Nobody intentionally wants to fail at personal finance, so why then are we so tragically awful at it?
A tiny sampling of reasons includes:
- A lack of personal finance education on how to succeed (and zero time invested to change that).
- The use of money as a status symbol.
- A misguided belief that more stuff = more happiness.
- Lack of discipline and/or personal responsibility.
- Lack of gratitude for what one has.
- The negative impact of debt.
- Inadequate income to cover spending levels.
- Choosing convenience over savings.
- Fear of missing out.
And that’s just to name a few…
There are millions of articles written on these topics, and even if you have failed at personal finance, you’re probably at least aware of what the reasons are.

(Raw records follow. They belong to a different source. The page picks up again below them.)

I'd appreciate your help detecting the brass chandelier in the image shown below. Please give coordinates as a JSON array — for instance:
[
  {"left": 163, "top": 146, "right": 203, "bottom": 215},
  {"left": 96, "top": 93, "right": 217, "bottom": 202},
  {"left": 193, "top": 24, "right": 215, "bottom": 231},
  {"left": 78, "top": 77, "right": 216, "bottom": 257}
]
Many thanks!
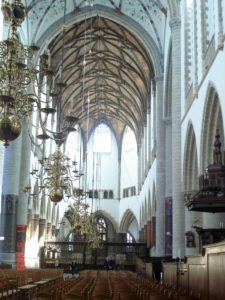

There is, however, one massive area that I think is often overlooked in personal finance: managing the gap between your reality and your financial goals.
Even those who fail at personal finance have likely set financial goals at one point or another, whether it’s getting out of debt, saving up for a big purchase, or reaching financial independence and retirement.
But there is often a huge gap between our present reality and where we want to get to (our potential). That’s a problem. If that gap is too big, it can lead to a sense of hopelessness and paralysis.
The challenge is that we all have to start somewhere. And most of us start from ground zero (or below).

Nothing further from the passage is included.